Pacific Gas and Electric has already committed its $270 million share of the multi-year program and has hundreds of customers on a waiting list, Rechtschaffen said. Southern California Edison and San Diego Gas & Electric have doled out 50% and 60% of their shares, respectively, he said.
Half the applications have been for well-pump programs, while 30% have been for medically vulnerable customers, he said.
In his proposed decision, Rechtschaffen wrote that “if current trends continue, incentive awards to electric-pump … customers threaten to severely limit the … funds available to the many other types of eligible residential and non-residential customers.”
He proposed adopting income eligibility criteria for grants that haven’t already been funded, requiring households to show they fall below 80% of an area’s median income and that a well provides water for their primary residence.
“Requiring electric-pump well customers to meet the same income eligibility restrictions required of most other …. residential customers levels the playing field and helps ensure that other types of customers with critical resiliency needs have the opportunity to use equity resiliency budget funds,” he wrote.
The decision would apply the new criteria to grants that were submitted but not fully funded as of Aug. 17, when Rechtschaffen issued a letter advising utilities of the commission’s concerns.
Several commissioners expressed unease about applying new rules retroactively to those who have already filed for funding.
“We evidently made a serious omission” in not restricting the funds based on income, said Commissioner Genevieve Shiroma. But “to now go back and say, ‘Oops,’” and change the rules for pending applications, “I’m very uncomfortable with that,” she said.
CPUC President Marybel Batjer said she shared her colleagues’ worries about retroactivity but believes the program must be fixed.

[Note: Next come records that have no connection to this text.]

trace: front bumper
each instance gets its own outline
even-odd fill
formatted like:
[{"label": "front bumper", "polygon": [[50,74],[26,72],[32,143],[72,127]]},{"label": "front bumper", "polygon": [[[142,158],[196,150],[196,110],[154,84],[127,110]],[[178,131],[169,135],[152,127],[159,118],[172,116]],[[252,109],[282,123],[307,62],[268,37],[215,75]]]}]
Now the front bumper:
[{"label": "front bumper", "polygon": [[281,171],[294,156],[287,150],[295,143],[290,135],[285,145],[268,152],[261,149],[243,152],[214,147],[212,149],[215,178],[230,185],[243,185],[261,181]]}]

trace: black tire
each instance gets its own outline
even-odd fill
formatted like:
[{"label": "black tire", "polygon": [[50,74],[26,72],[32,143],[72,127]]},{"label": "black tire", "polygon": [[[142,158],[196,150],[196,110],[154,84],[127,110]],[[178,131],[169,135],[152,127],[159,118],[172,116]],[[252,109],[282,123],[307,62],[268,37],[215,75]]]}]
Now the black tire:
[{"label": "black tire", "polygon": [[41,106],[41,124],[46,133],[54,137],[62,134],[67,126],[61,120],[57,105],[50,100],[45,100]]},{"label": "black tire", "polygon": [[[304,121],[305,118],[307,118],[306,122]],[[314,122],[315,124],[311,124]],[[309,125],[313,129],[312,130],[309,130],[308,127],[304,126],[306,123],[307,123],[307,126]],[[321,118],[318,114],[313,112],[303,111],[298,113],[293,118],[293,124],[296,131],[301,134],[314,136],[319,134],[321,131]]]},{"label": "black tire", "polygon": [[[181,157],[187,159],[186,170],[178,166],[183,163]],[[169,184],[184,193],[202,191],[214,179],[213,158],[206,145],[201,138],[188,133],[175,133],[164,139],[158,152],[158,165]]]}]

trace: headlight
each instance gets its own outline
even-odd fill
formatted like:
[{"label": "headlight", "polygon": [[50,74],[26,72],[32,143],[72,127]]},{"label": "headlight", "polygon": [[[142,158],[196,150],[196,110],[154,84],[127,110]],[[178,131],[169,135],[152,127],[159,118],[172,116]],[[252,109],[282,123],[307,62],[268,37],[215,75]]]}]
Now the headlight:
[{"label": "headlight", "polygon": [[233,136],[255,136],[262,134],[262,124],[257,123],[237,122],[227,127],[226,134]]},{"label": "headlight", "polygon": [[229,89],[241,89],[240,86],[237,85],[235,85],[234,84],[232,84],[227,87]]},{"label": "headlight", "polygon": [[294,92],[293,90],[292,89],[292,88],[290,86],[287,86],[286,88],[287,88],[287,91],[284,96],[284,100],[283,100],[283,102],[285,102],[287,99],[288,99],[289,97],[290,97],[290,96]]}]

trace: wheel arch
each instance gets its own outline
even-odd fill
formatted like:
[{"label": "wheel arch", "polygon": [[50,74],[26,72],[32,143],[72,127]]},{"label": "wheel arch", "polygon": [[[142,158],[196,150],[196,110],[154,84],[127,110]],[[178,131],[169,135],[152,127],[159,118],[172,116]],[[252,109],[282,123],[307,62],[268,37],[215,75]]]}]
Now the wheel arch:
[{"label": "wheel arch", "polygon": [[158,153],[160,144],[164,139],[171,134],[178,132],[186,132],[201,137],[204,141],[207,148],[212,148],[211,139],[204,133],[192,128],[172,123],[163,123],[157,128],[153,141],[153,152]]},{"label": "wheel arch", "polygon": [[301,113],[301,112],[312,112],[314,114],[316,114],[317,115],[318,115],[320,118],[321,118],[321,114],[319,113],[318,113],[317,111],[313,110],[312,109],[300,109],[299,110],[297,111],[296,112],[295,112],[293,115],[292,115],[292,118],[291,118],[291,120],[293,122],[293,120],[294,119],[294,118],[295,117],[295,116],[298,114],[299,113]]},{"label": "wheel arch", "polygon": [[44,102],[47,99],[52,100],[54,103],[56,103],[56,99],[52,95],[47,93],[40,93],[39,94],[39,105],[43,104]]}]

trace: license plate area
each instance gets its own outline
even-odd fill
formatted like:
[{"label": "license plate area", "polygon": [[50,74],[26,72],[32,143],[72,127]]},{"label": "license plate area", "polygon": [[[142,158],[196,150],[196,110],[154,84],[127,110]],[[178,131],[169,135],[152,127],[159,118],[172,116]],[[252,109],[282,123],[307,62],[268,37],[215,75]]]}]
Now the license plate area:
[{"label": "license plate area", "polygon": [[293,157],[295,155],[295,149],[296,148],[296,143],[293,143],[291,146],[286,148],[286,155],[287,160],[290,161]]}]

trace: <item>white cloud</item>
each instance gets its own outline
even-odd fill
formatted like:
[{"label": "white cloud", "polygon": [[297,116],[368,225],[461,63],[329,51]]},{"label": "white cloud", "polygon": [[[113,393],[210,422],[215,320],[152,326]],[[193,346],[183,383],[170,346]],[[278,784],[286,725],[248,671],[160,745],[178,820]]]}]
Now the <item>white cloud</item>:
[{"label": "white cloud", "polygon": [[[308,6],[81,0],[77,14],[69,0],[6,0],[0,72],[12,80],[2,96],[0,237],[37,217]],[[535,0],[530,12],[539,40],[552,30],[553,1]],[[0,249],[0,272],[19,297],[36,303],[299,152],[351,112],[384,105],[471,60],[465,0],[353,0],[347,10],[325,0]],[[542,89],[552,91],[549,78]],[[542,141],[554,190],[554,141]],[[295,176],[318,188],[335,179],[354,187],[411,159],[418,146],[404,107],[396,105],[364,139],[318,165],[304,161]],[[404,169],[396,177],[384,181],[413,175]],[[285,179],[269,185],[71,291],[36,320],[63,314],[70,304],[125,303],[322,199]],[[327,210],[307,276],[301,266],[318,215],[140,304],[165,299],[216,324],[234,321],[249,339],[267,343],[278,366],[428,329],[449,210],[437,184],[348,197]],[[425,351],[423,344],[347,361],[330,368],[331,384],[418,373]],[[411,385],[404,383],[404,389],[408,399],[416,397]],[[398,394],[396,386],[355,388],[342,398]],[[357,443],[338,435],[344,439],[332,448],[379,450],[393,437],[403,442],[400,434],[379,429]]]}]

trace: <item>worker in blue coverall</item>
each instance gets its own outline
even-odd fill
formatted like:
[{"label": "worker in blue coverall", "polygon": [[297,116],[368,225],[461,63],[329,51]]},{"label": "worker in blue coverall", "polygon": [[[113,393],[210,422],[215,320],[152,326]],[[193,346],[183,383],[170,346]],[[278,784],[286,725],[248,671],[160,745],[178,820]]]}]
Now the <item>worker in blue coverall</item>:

“I’m very concerned about the equity program and it being oversubscribed so quickly when this was [planned] to be a three-year rollout,” Batjer said. “On balance, I think we have to address it. And I agree, Commissioner Rechtschaffen, with your assessment, but I do feel we need more consideration on this item.”
The commissioners voted unanimously to put off a decision until their next meeting on Oct. 22 so they could gather more information and weigh their options.